PARLIAMENTARY QUESTIONS
QUESTION NO.: 798
Mr S J F Marais (DA) to ask the Minister for the Public Service and Administration:
- Whether her department has identified measures to deal with cyber security concerns; if not, why not; if so;
- Whether his department has developed a policy framework in this regard; if not, why not; if so, what are the relevant details;
- Whether the department has begun implementation of the policy framework; if not, why not; if so, what are the relevant details? NW969E
- (1) & (2) The DPSA is working on a three pronged strategy in dealing with information security in the public service, which is synonymous with Cyber Security.
- Not yet. The department is still consulting on both the Public Service Information Security Policy and the Minimum Information Security Standards Framework. Once this process has been completed and the policies finalised, I will approach cabinet for concurrence.
REPLY
(a) The Department of Public Service and Administration, the State Security Agency, the Special Investigations Unit and the State IT Agency are jointly developing a common vulnerability assessment methodology for the public service.

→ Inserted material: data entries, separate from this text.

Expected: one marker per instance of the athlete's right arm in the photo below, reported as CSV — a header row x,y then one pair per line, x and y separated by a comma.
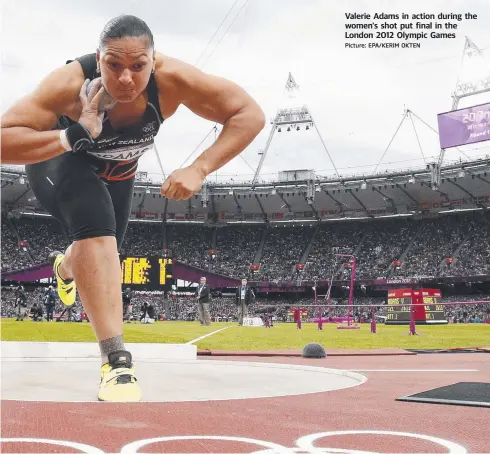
x,y
26,127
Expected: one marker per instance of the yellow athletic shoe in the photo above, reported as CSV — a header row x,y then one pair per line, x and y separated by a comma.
x,y
117,382
67,290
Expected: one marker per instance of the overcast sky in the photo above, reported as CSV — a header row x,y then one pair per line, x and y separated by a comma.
x,y
357,96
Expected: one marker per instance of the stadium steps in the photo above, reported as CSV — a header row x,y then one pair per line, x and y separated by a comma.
x,y
355,253
306,253
164,235
260,250
11,224
455,253
389,271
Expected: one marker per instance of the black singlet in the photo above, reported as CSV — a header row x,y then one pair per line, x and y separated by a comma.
x,y
115,156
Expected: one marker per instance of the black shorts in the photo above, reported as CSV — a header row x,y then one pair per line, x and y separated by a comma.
x,y
69,187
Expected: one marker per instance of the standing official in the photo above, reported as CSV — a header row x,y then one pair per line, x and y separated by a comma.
x,y
244,297
203,296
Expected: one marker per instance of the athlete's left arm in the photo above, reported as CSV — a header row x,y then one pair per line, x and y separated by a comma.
x,y
224,102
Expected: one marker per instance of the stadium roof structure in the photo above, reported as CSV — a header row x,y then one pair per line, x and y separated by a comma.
x,y
298,195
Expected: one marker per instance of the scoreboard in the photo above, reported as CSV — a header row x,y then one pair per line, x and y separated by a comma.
x,y
427,307
147,273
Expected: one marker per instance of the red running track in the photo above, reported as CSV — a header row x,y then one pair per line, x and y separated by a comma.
x,y
280,420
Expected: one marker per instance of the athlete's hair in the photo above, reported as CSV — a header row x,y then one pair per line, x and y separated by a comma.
x,y
123,27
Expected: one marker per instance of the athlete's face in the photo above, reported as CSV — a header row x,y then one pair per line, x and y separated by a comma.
x,y
125,66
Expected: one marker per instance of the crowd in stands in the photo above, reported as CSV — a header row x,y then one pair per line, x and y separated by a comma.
x,y
184,307
419,247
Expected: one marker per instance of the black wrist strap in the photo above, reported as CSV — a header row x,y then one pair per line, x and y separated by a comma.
x,y
79,138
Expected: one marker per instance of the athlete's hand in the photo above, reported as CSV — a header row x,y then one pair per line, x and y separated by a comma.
x,y
182,184
90,117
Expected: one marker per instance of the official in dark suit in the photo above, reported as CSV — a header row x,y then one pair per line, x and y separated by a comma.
x,y
203,296
244,297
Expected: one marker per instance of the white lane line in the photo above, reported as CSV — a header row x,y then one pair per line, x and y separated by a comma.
x,y
414,370
206,335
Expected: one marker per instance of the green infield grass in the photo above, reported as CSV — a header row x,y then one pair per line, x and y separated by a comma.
x,y
283,336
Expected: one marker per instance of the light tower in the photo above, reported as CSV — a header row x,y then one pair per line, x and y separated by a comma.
x,y
473,79
289,118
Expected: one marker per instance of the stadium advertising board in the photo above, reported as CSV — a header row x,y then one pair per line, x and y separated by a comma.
x,y
464,126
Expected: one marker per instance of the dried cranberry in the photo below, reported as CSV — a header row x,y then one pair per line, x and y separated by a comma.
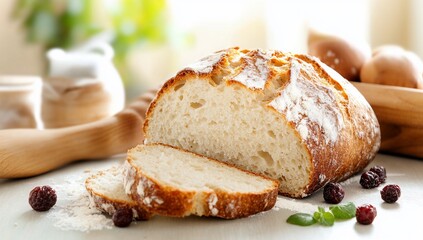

(b) The DPSA has identified the need for a common policy on information security across the public service. Using the ISO17799 standard on information security, the DPSA is currently developing the Public Service Information Security Policy aimed at ensuring the protection of government, business and citizen information in its custody or safekeeping by safeguarding its confidentiality, integrity and availability.
The policy is in its draft phase, and has been circulated widely for comment and review. It is envisaged that this policy will be presented to Cabinet for approval within the first quarter of the 2012/2013 financial year.
(c) The Information Security Policy will be complimented by an Information Security Standards Framework.